We must avoid charity as the plague it is,
with its ethic of condescension.
We must remember that war is no medicine for loneliness.
Try love-laughter-song-dance, the tonics,
before resort to narcotics and final solutions.
In the lonely crowds of the urban wilderness
there is mingled a saving remnant,
a band of brothers and sisters, mostly unknown to each other,
whose lavish hearts still accommodate the possibility
of The Other America–
who are holding the pass, so to speak,
until we are ready, each in his or her own time,
to go back over all the rough, dark places,
to try, and finally, to fathom our old love–America.

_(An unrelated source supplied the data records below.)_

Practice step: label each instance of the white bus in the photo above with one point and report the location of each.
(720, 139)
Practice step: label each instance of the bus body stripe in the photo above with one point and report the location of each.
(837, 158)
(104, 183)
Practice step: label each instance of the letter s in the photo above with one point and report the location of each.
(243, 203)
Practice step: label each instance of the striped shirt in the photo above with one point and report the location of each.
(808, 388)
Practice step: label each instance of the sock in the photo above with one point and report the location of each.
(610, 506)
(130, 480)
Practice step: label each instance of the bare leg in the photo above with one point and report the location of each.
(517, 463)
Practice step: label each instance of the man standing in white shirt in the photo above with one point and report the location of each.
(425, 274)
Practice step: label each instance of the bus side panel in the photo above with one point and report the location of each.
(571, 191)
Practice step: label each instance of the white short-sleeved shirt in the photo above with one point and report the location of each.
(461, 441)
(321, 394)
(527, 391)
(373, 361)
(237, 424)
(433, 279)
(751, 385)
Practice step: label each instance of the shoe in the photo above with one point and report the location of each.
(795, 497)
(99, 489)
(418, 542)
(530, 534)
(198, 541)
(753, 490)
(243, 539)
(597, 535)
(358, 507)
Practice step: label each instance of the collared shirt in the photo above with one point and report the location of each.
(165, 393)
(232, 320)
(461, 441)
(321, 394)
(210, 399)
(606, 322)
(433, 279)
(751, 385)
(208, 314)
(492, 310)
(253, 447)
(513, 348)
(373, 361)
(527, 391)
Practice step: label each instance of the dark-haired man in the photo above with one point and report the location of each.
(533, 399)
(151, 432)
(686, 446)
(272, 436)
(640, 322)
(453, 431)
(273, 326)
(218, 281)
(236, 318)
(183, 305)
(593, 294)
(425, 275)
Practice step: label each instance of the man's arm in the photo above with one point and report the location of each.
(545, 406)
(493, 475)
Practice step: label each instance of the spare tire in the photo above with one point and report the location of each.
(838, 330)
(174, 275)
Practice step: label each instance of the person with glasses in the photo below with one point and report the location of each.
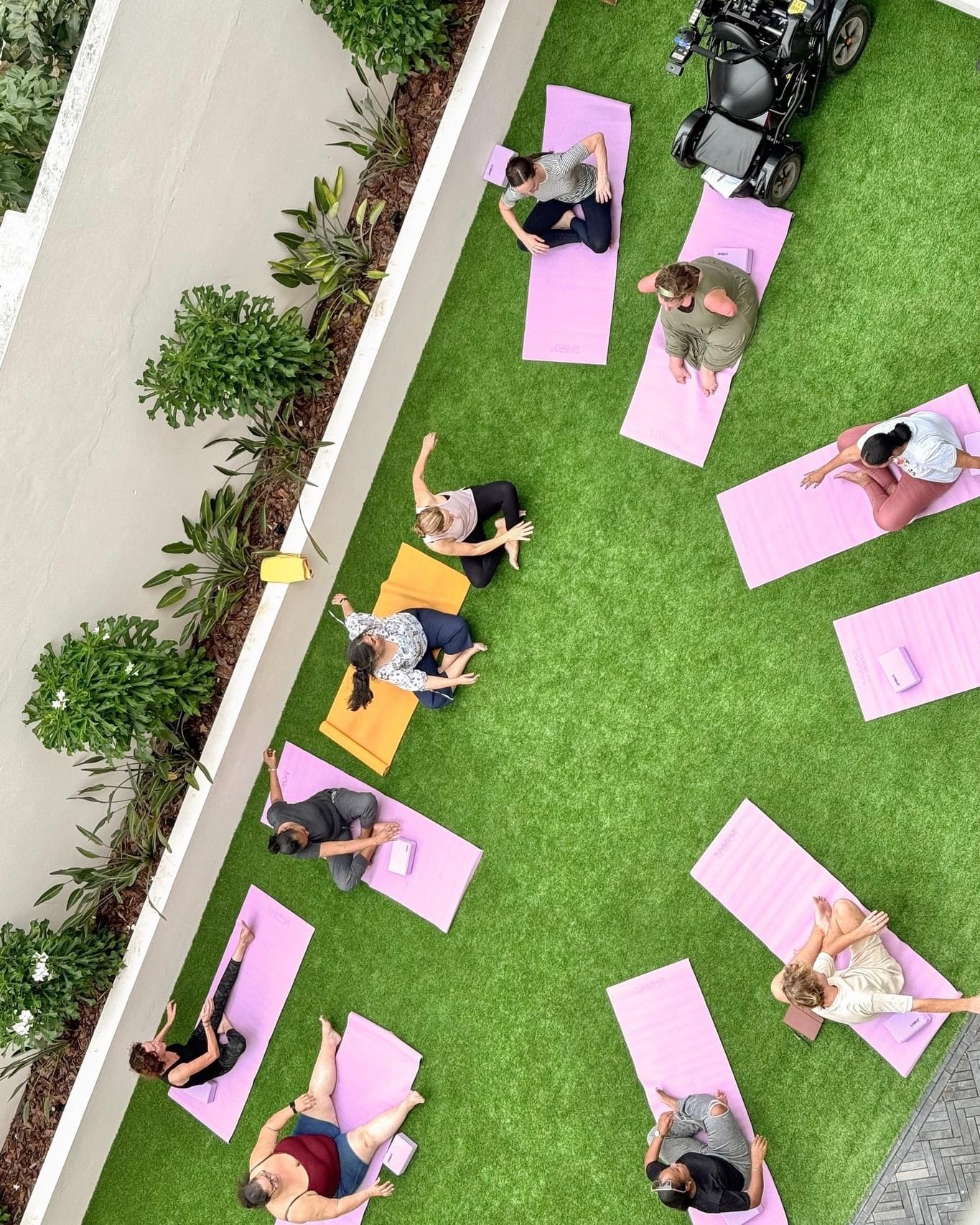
(871, 985)
(722, 1174)
(709, 312)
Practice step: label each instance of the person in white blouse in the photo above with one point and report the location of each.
(401, 650)
(925, 449)
(870, 987)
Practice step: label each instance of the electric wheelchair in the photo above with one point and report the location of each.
(763, 64)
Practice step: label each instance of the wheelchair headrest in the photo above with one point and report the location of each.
(728, 32)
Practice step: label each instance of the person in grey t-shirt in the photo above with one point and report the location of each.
(320, 827)
(559, 182)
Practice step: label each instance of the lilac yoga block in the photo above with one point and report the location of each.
(401, 1150)
(900, 669)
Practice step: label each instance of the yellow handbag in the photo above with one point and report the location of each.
(286, 567)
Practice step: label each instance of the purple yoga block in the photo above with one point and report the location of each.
(900, 669)
(401, 1150)
(498, 164)
(903, 1025)
(202, 1091)
(402, 857)
(971, 446)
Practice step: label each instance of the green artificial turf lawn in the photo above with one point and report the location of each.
(636, 691)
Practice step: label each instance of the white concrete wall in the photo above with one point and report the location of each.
(478, 116)
(189, 128)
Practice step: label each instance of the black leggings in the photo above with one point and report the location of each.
(596, 230)
(196, 1044)
(499, 495)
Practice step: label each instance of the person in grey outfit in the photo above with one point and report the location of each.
(320, 827)
(719, 1175)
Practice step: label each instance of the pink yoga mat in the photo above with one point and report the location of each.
(673, 1043)
(375, 1070)
(679, 418)
(767, 881)
(444, 865)
(265, 980)
(938, 628)
(777, 527)
(570, 297)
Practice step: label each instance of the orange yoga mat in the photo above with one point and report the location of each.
(374, 733)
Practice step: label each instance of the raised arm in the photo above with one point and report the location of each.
(275, 789)
(596, 144)
(166, 1028)
(421, 491)
(760, 1148)
(204, 1061)
(805, 956)
(849, 455)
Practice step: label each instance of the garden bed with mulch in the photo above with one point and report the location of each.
(421, 102)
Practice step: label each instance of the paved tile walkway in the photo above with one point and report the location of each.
(933, 1174)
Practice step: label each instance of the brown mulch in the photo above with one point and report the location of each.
(421, 103)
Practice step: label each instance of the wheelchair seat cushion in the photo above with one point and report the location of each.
(742, 91)
(728, 147)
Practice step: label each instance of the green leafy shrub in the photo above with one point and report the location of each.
(207, 593)
(333, 258)
(114, 689)
(390, 36)
(380, 136)
(45, 975)
(139, 796)
(230, 354)
(38, 43)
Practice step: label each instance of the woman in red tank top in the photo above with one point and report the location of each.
(314, 1174)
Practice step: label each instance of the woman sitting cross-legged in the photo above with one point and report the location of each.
(202, 1058)
(314, 1174)
(709, 312)
(559, 182)
(452, 523)
(320, 827)
(869, 987)
(722, 1175)
(924, 446)
(398, 650)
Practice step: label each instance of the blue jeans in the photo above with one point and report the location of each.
(352, 1168)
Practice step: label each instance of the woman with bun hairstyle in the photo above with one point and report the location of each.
(924, 447)
(401, 650)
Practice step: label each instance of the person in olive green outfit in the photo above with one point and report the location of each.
(709, 312)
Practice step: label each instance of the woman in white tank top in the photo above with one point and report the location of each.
(452, 523)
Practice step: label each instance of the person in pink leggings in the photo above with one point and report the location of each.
(925, 449)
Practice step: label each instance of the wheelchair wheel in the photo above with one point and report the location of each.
(849, 39)
(784, 178)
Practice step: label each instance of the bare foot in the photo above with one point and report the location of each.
(330, 1032)
(855, 478)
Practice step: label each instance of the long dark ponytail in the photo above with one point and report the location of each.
(360, 656)
(879, 447)
(520, 168)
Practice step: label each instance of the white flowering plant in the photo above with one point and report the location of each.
(114, 689)
(45, 975)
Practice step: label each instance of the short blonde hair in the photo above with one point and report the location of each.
(801, 985)
(430, 521)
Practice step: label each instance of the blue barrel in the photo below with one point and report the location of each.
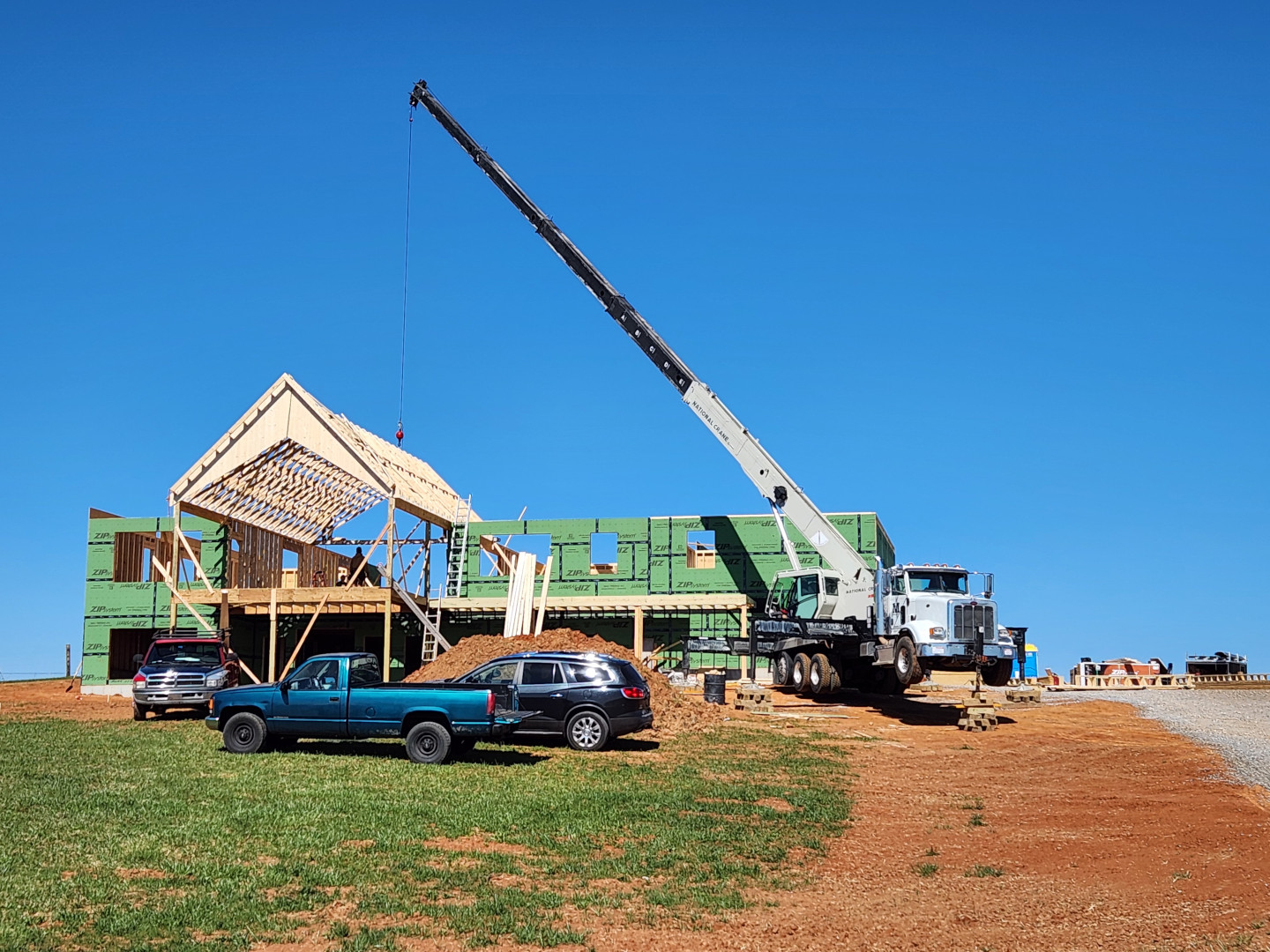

We must make the pilgrimage of Huck Finn,
back to the beginning,
divesting ourselves of false romance,
disciplining our imagination in the school of nature,
seeking fraternity with the strong victim, one to one,
with the strength of personal character and devotion
such that both of us are stretched toward our full stature.
Then we shall find ourselves in the Great Dismal City of
Refuge, candidates for citizenship.
If we have learned well
to recognize ignorance and dependence
in ourselves and the world at large,
and if we have learned to draw on the inexhaustible
well of humor within
which laughs aside our fears and pretensions,
cheering us in our search for a true humanity,
then we shall be the shining citizens
of the Great Dismal City of Refuge,
brothers and sisters in the global swamp-rat communion.